Now Richard had cast his sights further back into history. The paintings were gone, replaced by glass cases with papyrus scrolls, rows of jewellery shaped like scarab beetles, and a gold and blue bust of Tutankhamun.

“Welcome to the land of the Pharaohs,” Richard said, grinning.

After a short impromptu round of applause, the huddle of guests began to disperse around the room. Ben saw Richard standing next to a large clay vase, talking to a couple he didn’t recognise. He drained the glass of wine and set it down by one of the display cabinets.

He approached a table in the corner of the room. A metallic frame rested on the wood, propping up a sheet of papyrus. It was covered with symbols and shapes, lines of white-robed people waiting to be judged, and jackal-head Anubis, standing by his scales.

Next to the papyrus was a small tag: The Book of the Dead (1275 BCE – 2034 CE). One number for the original carbon dating, one for the date of the copy.

“Planning a funeral?”

Ben turned to see Richard’s wife walking towards him. “Julia, hi,” he said. He kissed her on the cheek. “It’s lovely to see you.”

“You too. I’m sorry I didn’t get to speak to you over dinner. That’s the trouble with having so many guests. I always tell him to trim the invites, but you know what he’s like.”

Ben smiled. “If there were fewer guests, there’d be fewer people to show off to.”

“Quite.” Julia leaned forwards, looking at the book. “There’s something a bit creepy about this, don’t you think?”

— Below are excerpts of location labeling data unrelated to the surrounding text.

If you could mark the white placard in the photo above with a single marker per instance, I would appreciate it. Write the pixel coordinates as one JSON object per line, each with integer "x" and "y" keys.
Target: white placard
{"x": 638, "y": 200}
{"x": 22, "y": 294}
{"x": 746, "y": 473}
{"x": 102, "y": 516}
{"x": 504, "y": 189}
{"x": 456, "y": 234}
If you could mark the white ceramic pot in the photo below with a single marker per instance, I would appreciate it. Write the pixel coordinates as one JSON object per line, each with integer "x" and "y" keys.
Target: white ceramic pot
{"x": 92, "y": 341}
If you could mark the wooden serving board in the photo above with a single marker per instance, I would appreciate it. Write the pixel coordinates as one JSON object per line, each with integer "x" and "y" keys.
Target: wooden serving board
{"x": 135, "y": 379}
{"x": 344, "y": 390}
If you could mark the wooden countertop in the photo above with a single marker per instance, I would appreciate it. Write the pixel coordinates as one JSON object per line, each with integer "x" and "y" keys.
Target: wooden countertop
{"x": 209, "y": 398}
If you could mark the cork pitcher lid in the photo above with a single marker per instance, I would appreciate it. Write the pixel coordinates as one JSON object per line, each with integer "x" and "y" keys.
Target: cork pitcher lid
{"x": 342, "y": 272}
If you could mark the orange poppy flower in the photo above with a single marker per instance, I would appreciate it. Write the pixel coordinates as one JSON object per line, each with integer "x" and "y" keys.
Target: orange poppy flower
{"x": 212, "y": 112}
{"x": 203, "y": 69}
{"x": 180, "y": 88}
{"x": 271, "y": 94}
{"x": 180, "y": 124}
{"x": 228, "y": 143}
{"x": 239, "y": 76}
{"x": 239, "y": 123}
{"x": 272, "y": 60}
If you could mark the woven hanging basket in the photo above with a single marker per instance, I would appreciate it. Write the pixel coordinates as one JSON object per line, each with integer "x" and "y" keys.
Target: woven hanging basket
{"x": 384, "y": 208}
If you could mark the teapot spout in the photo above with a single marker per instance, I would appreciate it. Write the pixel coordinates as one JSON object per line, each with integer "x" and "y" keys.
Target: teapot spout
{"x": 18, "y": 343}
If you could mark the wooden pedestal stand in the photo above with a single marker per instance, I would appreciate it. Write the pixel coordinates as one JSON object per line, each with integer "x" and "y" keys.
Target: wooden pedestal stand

“It is slightly morbid. Interesting, though.”

Julia looked around the room. “No Laura tonight?”

“No, I’m afraid not. She wasn’t feeling very well. She asked me to send her apologies.”

“Sorry to hear that. Tell her I hope she’s feeling better soon.”

One of Julia and Richard’s daughters appeared in the doorway, waving her hand. “It looks like I’m needed,” Julia said. She touched Ben’s shoulder. “Make sure you don’t leave without saying goodbye.”

Ben turned to look at the centre of the room. Richard stood alone, by a glass table. He wore a cream jacket and a red and blue striped tie, a relic of their days together at college. When he saw Ben, he beckoned him over.

Ben approached the table, seeing the dark lump of stone sitting on top of it. He looked at Richard. “Is that the-”

“The Rosetta Stone, yes,” Richard said. “Well, not the Rosetta stone, of course. But you wouldn’t be able to tell either way.”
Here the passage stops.